[Project] Distilling Multilingual Encoders into Monolingual Components

In this blog post, we motivate and lay out my main contributions of my Master Thesis. To read the full thesis, download my thesis here. To read the related work sections as blog posts, see Cross-Lingual Representation, Parameter-Efficient Fine-Tuning in NLP and Knowledge Distillation.

interview-img

Table of Contents

  1. Motivation
  2. Research Objective & Contribution

1. Motivation

Natural language processing (NLP) has made significant progress in recent years, achieving impressive performances across diverse tasks. However, these advances are focused on just a tiny fraction of the 7000 languages in the world, e.g., English, where sufficient amounts of text in the respective language are available (high-resource languages). Nevertheless, when the situation arises where text data in a language is scarce, language technologies fail. These languages are called low-resource languages, e.g., Swahili, Basque, or Urdu; see the next Figure for a more apparent distinction between high-, mid-, and low-resource languages:

interview-img A conceptual view of the NLP resource hierarchy categorised in availability of task-specific labels and availability of unlabeled language-specific text. Taken from (Ruder et al.).
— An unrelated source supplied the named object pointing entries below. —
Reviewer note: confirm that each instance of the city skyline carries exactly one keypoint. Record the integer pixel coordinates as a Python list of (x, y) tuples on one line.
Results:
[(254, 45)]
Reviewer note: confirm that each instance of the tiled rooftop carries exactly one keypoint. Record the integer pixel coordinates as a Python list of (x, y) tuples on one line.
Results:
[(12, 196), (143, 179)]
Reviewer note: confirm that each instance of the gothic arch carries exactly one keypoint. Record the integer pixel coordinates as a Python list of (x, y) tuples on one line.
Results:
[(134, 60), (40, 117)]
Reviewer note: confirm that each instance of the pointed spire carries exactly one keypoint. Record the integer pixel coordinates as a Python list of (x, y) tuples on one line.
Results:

This leaves low-resource languages and, therefore, most languages understudied, which further increases the digital language divide1 on a technological level. Being able to develop technologies for low-resource languages is vital for scientific, social, and economic reasons, e.g., Africa and India are the hosts of around 2000 low-resource languages and are home to more than 2.5 billion inhabitants (Magueresse et al.). "Opening" the newest NLP technologies for low-resource languages can help bridge the gap, e.g., digital assistants, or help reduce the discrimination against speakers of non-English languages (missing reference).
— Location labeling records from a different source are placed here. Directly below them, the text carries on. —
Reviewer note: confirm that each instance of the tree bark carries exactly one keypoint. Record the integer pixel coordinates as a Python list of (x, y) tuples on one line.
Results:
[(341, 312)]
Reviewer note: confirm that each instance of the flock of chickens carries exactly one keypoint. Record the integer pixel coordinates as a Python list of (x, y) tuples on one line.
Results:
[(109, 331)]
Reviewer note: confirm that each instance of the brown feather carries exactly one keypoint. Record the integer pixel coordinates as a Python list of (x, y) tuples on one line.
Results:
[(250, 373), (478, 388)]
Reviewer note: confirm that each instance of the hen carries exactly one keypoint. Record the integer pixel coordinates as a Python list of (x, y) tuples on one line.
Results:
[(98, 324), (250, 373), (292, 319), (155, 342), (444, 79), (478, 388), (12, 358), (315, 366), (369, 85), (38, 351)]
To improve language technologies for low-resource languages, the field of Cross-Lingual Representation Learning is focused on creating high-quality representations for these languages by gaining benefit from abundant data in another language via a shared representation space. As static word representations gained in popularity, many multilingual embedding methods have been presented (missing reference). The idea behind these methods is to induce embeddings2 such that the embeddings for two languages are aligned, i.e., word translations, e.g., cat and Katze, have similar representations. Recently, however, large pre-trained language models, the so-called transformer models, took static word embedding methods over in virtually every aspect, partly because these models induce context-dependent word representations, capturing the rich meaning of a word better (missing reference). E.g., mBERT and XLM-R, transformer-based multilingual masked language models pre-trained on text in (approximately) 100 languages, can obtain impressive performances for a variety of cross-lingual transfer tasks (missing reference). Even though these models were not trained with any cross-lingual objectives, they still produce representations that can generalize well across languages for a wide range of downstream tasks (missing reference). To analyze the cross-lingual transfer ability of multilingual models, the model is first fine-tuned on annotated data of a downstream task and then evaluated in the zero or few-shot scenario, i.e., evaluated with the fine-tuned models in the target language (Hu et al.) with no or few additional labeled target language data.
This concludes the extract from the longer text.